As @encukou’s mentioned, a hypothetical Python implementation might not represent tuples internally as PyObject** (tagged pointers, etc.), and so a hypothetical function
PyObject ** PyTuple_Data(PyObject *)
specific to tuples might not be sufficiently future-proof solution.
Yes, that is not a bad solution, but I think we can do better. If the underlying implementation has tuples stored as contiguous PyObject* pointers, then this copy is superfluous, and it would be nice to avoid it.
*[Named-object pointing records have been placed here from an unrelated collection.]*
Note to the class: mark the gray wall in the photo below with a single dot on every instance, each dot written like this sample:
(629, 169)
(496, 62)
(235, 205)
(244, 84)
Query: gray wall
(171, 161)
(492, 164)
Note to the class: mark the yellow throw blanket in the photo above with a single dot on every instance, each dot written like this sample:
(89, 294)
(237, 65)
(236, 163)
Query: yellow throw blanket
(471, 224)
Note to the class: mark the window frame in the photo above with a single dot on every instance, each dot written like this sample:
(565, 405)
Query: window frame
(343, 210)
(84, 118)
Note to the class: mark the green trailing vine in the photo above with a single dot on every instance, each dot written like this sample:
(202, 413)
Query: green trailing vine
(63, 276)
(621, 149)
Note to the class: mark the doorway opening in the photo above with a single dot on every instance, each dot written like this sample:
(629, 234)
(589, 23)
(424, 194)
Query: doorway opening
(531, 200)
In a more exotic implementation, the function could still malloc a dedicated output buffer, mass-Py_INCREF pointers, etc.
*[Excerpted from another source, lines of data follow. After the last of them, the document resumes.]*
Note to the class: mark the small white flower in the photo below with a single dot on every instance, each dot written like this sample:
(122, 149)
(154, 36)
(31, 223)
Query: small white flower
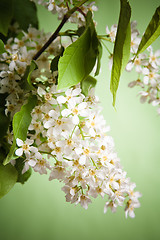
(25, 147)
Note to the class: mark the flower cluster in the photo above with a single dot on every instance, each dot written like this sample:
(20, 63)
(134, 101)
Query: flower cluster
(146, 65)
(61, 8)
(68, 136)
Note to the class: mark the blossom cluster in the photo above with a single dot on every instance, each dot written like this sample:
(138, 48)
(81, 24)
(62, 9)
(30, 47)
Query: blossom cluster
(61, 8)
(146, 65)
(68, 137)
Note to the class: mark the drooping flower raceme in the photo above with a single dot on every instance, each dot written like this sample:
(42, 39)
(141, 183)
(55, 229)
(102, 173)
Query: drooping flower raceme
(72, 142)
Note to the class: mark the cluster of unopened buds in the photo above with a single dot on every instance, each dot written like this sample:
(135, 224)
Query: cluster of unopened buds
(146, 65)
(68, 136)
(61, 7)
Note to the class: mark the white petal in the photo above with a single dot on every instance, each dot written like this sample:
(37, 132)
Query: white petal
(82, 105)
(61, 99)
(29, 141)
(76, 92)
(41, 91)
(82, 160)
(65, 112)
(32, 163)
(75, 120)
So my suggestion would be a slightly reduced version of my previous proposal that would be compatible with both of these requirements:
/**
PySequence_Items()
Take a sequence 'seq' and return a pointer to an
`PyObject *` array representing its contents. The returned
object array is immutable: it may neither be changed by the
caller, nor will it reflect future changes performed to 'seq'.
The 'owner_out' parameter is used to return a Python object
owning returned memory region. It may or may not equal 'seq',
and no assumptions should be made about its type. Its only
purpose is lifetime management -- in particular, the caller
should `Py_DECREF(..)` this object once it no longer needs
access to the object array returned by this function.
The 'size_out' parameter returns the size of the returned
sequence.
*/
PyObject *const *PySequence_Items(PyObject *seq,
PyObject **owner_out,
Py_ssize_t *size_out) {
if (PyTuple_Check(seq)) {
*size_out = PyTuple_GET_SIZE(seq);
*owner_out = Py_NewRef(seq);
return ((PyTupleObject *) seq)->ob_item;
} else {
PyObject *temp = PySequence_Tuple(seq);
if (!temp) {
*owner_out = NULL;
*size_out = -1;
return NULL;
}
*owner_out = temp;
*size_out = PyTuple_GET_SIZE(temp);
return ((PyTupleObject *) temp)->ob_item;
}
}
A more exotic python implementation simply would not have the special case for tuples. It would always allocate new memory for a pointer array, mass-incref, and then return a Python capsule or similar via owner_out, which performs a mass-decref and releases the memory upon expiration of the capsule.
The caller would use this function as follows
PyObject *seq = ...;
PyObject *owner;
Py_ssize_t size;
PyObject **items = Py_Sequence_Items(seq, &owner, &size);
if (!items) { .. error handling .. }
for (Py_ssize_t i = 0; i < size; ++i) {
.. something involving items[i] ..
}
Py_DECREF(owner);
What do you think?